Data Center Fast CNP Congestion Notification Technology White Paper
1 Background
In data center and high-performance network environments, network congestion is a critical issue affecting data transmission efficiency and service quality.
As shown in the figure below, traditional congestion control mechanisms require network devices to detect congestion, mark the ECN field in packets, and forward them to the traffic receiver. After receiving the marked packets, the receiver sends a CNP(Congestion Notification Packet)[1] to the traffic sender through upper-layer protocols (such as RoCEv2). The sender then reduces its transmission rate upon receiving the CNP. This prolonged congestion feedback path can result in feedback delays of up to half an RTT(Round-Trip Time)[2], preventing sender servers from reducing traffic in a timely manner. This leads to further congestion deterioration due to increased buffer occupancy in forwarding devices, potentially triggering network-wide traffic suspension caused by PFC flow control.
Figure 1: Traditional CNP Congestion Feedback Path
To address the slow feedback issue in traditional congestion control mechanisms, the industry has introduced Fast CNP (Fast Congestion Notification Packet) technology. By optimizing congestion marking and feedback paths, this technology significantly improves the real-time responsiveness and effectiveness of network congestion control, making it a core technology for modern data center network optimization.

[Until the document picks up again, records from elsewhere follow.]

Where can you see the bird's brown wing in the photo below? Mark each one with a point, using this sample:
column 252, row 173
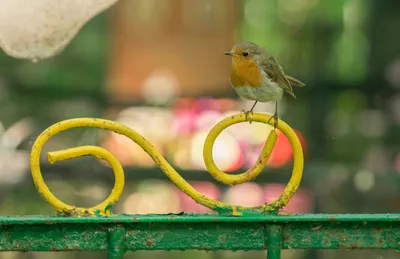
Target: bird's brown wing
column 275, row 72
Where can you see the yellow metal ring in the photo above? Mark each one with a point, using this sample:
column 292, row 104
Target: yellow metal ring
column 104, row 207
column 253, row 172
column 181, row 183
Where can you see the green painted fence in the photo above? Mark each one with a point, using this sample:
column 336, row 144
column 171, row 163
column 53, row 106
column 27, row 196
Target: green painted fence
column 265, row 227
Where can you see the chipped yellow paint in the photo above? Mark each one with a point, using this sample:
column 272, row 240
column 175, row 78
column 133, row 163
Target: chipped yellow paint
column 104, row 207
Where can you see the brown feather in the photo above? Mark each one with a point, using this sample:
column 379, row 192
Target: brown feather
column 275, row 72
column 294, row 82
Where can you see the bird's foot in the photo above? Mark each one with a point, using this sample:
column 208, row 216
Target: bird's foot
column 246, row 114
column 275, row 116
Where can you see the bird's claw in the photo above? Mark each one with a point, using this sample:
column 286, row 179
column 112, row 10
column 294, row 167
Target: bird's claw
column 275, row 116
column 246, row 114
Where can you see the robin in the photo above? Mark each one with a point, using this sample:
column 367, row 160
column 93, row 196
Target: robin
column 257, row 76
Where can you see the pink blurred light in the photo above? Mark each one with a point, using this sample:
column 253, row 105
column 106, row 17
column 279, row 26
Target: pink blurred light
column 208, row 189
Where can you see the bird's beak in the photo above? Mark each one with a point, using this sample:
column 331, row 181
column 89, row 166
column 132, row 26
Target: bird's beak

Figure 2: Fast CNP Congestion Feedback Path
2 Operating Principles
2 Operating Principles
2.1 Basic Concepts
Fast CNP technology incorporates the following concepts:
Table 1: Fast CNP Related Terms and Definitions
Term | Definition |
Flow | A group of packets sharing common attributes (typically IP 5-tuple) |
Flow Table | A collection of information entries recording sender and receiver IP addresses and QP numbers from packets |
Session | A network communication connection established based on the RoCEv2 protocol for data exchange |
2.2 Flow Table Maintenance
Fast CNP technology actively learns information from packets passing through the device and establishes relevant flow tables on switches, thereby obtaining information about traffic senders and receivers. When congestion occurs, the switch directly constructs corresponding CNPs for flows on the congested path and sends them to senders to reduce the transmission rate of relevant flows, achieving rapid congestion feedback. Flow entries in the flow table support aging mechanisms based on either entry capacity or time. When disconnect request packets are detected, corresponding flow entries are removed from the flow table.
2.2.1 Flow Table Establishment
Figure 3: RoCEv2 Session Establishment Process
As shown above, when a sender and receiver interact through the RoCEv2 protocol, session establishment is completed through a four-way CM message exchange:
By capturing CM interaction messages, the switch can extract key information including source/destination IP, source/destination QP, and determine whether the corresponding RoCEv2 session has been successfully established. When a session is successfully established, the corresponding flow entry is added to the flow table.
2.2.2 Flow Table Updates
Figure 4: RoCEv2 Data Interaction Process
After connection establishment, the sender and receiver complete data exchange within the session through RC Send/Write/Read and RC ACK messages.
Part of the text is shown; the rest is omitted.